The second function should decrypt the string and look for the characters ";admin=true;" (or, equivalently, decrypt, split the string on ";", convert each resulting string into 2-tuples, and look for the "admin" tuple).

Return true or false based on whether the string exists.

If you've written the first function properly, it should _not_ be possible to provide user input to it that will generate the string the second function is looking for.  We'll have to break the crypto to do that.

Instead, modify the ciphertext (without knowledge of the AES key) to accomplish this.

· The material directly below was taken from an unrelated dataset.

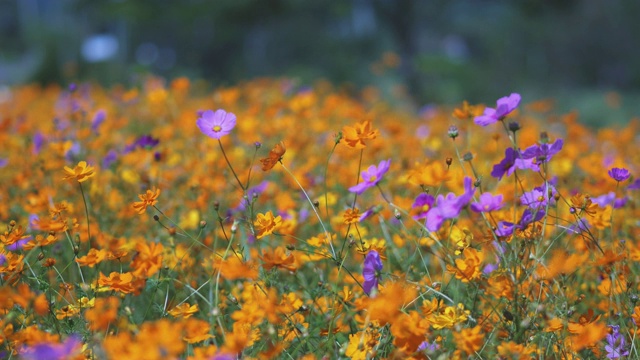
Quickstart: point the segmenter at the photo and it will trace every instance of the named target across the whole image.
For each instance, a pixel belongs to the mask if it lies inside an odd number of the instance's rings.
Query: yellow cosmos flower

You're relying on the fact that in CBC mode, a 1-bit error in a ciphertext block:

- Completely scrambles the block the error occurs in
- Produces the identical 1-bit error(/edit) in the next ciphertext block.

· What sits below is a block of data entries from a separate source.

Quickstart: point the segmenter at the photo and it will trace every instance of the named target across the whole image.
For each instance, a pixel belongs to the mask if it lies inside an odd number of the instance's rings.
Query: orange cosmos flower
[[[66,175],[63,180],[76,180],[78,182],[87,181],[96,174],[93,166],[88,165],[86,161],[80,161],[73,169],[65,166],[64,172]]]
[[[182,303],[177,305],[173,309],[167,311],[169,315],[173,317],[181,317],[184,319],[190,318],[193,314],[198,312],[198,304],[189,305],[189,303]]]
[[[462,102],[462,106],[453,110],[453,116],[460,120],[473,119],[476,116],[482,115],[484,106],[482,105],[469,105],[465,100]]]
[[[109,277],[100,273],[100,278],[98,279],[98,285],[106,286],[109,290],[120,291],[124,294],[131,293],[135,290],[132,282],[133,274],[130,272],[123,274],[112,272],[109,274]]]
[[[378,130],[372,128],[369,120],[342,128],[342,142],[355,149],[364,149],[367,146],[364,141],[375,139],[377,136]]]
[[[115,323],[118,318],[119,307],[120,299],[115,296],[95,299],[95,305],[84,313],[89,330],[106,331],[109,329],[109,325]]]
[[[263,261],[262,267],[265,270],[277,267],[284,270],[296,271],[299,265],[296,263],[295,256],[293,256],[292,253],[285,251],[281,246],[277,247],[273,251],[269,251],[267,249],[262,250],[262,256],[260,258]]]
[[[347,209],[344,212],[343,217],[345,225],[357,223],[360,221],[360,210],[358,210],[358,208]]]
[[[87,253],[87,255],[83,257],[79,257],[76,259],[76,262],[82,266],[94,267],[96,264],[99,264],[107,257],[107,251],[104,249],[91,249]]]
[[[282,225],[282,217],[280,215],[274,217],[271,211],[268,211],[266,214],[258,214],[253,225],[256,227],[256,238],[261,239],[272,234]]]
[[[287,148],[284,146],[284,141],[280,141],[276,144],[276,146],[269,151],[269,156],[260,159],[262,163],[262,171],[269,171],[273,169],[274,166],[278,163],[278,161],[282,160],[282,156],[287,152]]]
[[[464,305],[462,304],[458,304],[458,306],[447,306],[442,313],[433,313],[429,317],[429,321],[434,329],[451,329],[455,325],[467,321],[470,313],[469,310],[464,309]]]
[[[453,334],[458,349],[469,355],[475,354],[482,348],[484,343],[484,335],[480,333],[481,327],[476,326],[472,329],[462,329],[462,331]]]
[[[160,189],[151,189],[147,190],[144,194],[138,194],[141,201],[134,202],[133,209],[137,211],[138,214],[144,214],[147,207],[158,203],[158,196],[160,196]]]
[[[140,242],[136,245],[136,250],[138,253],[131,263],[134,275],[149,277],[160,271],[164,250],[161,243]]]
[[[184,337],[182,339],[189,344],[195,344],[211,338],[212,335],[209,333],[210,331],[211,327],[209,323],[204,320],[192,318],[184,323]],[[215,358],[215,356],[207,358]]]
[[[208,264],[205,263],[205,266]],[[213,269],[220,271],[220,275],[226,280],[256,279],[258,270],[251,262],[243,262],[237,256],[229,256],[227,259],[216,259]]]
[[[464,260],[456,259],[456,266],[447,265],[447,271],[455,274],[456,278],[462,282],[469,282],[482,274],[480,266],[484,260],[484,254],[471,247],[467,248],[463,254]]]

> **Stop and think for a second.**
>
> Before you implement this attack, answer this question: why does CBC mode have this property?

---

The diagram below illustrates how an error (or intentional edit!) in a ciphertext block affects the subsequent decrypted plaintext block in the corresponding position by simple XOR.

![](cbc-bitflipping.png)

So the strategy is this.  If we know that a particular string appears in the plaintext, and at what position, we can exploit this knowledge by XOR-ing the string with the desired replacement string (";admin=true;" in this case) to compute a kind of delta, and then XOR the delta with the corresponding ciphertext in the preceding block to effect that change.

In [11]:
def fun1(userdata):
    return aes_128_cbc_encrypt(
        (
            b"comment1=cooking%20MCs;userdata="
            + userdata.replace(b";", b"%3B").replace(b"=", b"%3D")
            + b";comment2=%20like%20a%20pound%20of%20bacon"
        ),
        random_key
    )

def fun2(ctext):
    return b";admin=true;" in aes_128_cbc_decrypt(ctext, random_key)

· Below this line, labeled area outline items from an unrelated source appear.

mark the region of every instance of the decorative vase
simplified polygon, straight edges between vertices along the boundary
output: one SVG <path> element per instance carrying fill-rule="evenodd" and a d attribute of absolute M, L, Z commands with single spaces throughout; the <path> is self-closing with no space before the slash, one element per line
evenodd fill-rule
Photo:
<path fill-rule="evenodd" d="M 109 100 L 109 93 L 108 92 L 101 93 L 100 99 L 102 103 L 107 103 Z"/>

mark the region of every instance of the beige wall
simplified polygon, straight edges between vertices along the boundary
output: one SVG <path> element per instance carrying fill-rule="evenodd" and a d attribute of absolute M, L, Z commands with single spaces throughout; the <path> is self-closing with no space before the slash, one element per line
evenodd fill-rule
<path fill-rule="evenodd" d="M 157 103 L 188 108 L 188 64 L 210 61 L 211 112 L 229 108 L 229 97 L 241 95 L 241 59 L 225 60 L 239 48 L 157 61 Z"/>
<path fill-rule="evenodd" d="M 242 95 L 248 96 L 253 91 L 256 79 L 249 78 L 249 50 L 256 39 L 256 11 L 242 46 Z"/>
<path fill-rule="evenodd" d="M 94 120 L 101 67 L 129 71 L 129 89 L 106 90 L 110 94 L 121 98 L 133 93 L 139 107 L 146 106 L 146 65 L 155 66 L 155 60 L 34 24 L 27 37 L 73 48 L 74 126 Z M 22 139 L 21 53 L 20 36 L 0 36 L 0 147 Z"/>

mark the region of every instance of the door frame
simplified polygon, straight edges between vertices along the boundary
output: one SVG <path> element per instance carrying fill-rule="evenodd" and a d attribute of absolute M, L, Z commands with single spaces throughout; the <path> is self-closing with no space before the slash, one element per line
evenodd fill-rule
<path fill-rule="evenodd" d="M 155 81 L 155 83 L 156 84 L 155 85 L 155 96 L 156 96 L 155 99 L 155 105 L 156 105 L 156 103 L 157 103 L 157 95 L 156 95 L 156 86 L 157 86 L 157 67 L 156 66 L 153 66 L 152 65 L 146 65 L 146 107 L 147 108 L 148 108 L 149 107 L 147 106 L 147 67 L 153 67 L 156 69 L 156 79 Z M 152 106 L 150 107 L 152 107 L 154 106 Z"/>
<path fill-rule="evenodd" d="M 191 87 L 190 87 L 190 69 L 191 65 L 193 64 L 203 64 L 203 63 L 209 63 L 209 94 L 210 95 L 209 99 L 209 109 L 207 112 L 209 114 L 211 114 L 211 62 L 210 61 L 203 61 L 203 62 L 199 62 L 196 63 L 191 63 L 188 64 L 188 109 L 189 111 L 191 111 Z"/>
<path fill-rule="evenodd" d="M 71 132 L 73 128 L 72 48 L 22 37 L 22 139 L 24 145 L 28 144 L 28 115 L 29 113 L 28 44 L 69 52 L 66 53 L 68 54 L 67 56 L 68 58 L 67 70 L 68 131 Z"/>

ciphertext = fun1(b"the ;admin=true; in this string will be quoted away")

print(fun2(ciphertext))

False


The plaintext that we know appears and that we exploit is `comment1=cooking%20MCs;userdata=`, specifically the 12 bytes that start block 2 (`%20MCs;userd`).

In [12]:
replacement_text = b";admin=true;"
n = len(replacement_text)
target_text = b"comment1=cooking%20MCs;userdata="[16:16+n]
delta = xor(target_text, replacement_text)
new_ciphertext = xor(ciphertext[:n], delta) + ciphertext[n:]
print(fun2(new_ciphertext))

True


This is an interesting attack because the attacker does not know the key and does know the plaintext, yet can  modify the plaintext in a knowing and significant way.  One can imagine a webserver sending an encrypted cookie to a client, and trusting that the returned coookie must be valid because, after all, it's encrypted, right?  Oops, no.  Incorporating a message authentication code (MAC) would protect against this attack.